Explaining “Black Box” Neural Networks with Machine Learning. Understanding by human analysts is crucial for speeding machine learning into production. How better than using the technology itself?

As Chief Analytics Officer at FICO, many people assume I spend most of my time tucked away in the data science lab, wearing a white coat amidst the clatter of chalk against blackboard and fingers against keyboard, a slide rule stuck in my chest pocket. In reality, I spend a lot of my time with customer audiences worldwide, explaining how artificial intelligence (AI), machine learning (ML), and other leading-edge technologies can be applied to solve today’s business problems.

Neural networks are one of those technologies. They are a critical component of machine learning, which can dramatically boost the efficacy of an enterprise’s arsenal of analytic tools. But countless organizations hesitate to deploy machine learning algorithms given their popular characterization as a “black box”.

While their mathematical equations are easily executed by AI, deriving a human-understandable explanation for each score or output is often difficult.

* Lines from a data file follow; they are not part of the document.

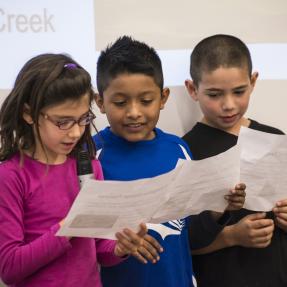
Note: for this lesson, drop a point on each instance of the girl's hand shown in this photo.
(236, 197)
(140, 245)
(280, 211)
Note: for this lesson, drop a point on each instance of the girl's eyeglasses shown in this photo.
(67, 124)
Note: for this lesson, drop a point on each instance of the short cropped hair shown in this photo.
(218, 51)
(127, 56)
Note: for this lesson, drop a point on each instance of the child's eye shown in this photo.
(213, 95)
(64, 124)
(147, 101)
(239, 92)
(119, 103)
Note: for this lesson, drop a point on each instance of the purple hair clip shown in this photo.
(70, 66)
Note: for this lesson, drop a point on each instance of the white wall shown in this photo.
(82, 28)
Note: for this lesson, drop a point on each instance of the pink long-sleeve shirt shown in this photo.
(33, 200)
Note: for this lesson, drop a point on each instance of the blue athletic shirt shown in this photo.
(124, 160)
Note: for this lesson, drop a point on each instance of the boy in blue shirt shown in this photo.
(252, 249)
(131, 94)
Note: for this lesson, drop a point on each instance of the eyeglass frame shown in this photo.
(91, 116)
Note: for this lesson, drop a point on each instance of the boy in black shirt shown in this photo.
(252, 249)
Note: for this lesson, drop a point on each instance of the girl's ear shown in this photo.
(27, 115)
(254, 78)
(100, 103)
(191, 89)
(164, 97)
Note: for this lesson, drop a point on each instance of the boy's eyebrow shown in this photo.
(69, 117)
(240, 87)
(217, 89)
(121, 94)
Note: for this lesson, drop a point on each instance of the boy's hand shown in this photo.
(253, 230)
(236, 197)
(140, 245)
(280, 211)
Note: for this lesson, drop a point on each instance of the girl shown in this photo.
(44, 122)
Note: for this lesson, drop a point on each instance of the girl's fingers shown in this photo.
(153, 243)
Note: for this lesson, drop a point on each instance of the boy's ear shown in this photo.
(191, 89)
(254, 78)
(27, 115)
(100, 102)
(164, 97)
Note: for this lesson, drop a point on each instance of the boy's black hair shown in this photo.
(128, 56)
(218, 51)
(44, 81)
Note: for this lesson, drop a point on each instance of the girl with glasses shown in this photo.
(44, 122)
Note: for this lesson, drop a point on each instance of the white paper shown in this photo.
(263, 168)
(105, 207)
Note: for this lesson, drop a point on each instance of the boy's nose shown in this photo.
(133, 111)
(228, 103)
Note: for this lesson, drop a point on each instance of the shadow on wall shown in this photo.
(180, 113)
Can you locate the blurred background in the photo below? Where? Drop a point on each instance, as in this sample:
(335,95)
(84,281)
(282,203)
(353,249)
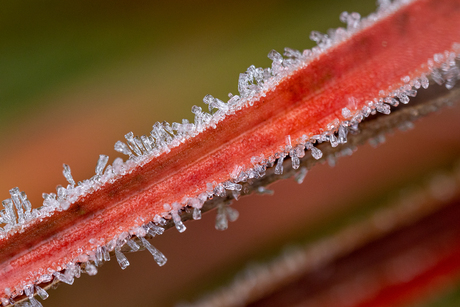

The result is that, especially in regulated industries, machine learning models that could provide significant business value are often not deployed into production.

To overcome this challenge, my recent work includes developing a patent-pending machine learning technique called Interpretable Latent Features. Instead of explaining AI as an afterthought, as in many organizations, our new technique brings an explainable model architecture to the forefront. The approach is derived from our organization’s three decades of experience in using neural network models to solve business problems.

Why Explaining ML is Important

An explainable multi-layered neural network can be easily understood by an analyst, a business manager and a regulator. These machine learning models can be directly deployed due to their increased transparency. Alternately, analytic teams can take the latent features learned and incorporate them into current model architectures (such as scorecards).

The advantage of leveraging this ML technique is twofold:

  • It doesn’t change any of the established workflows for creating and deploying traditional models
  • It improves the models’ performance by suggesting new ML-exposed features to be used in the “traditional rails.”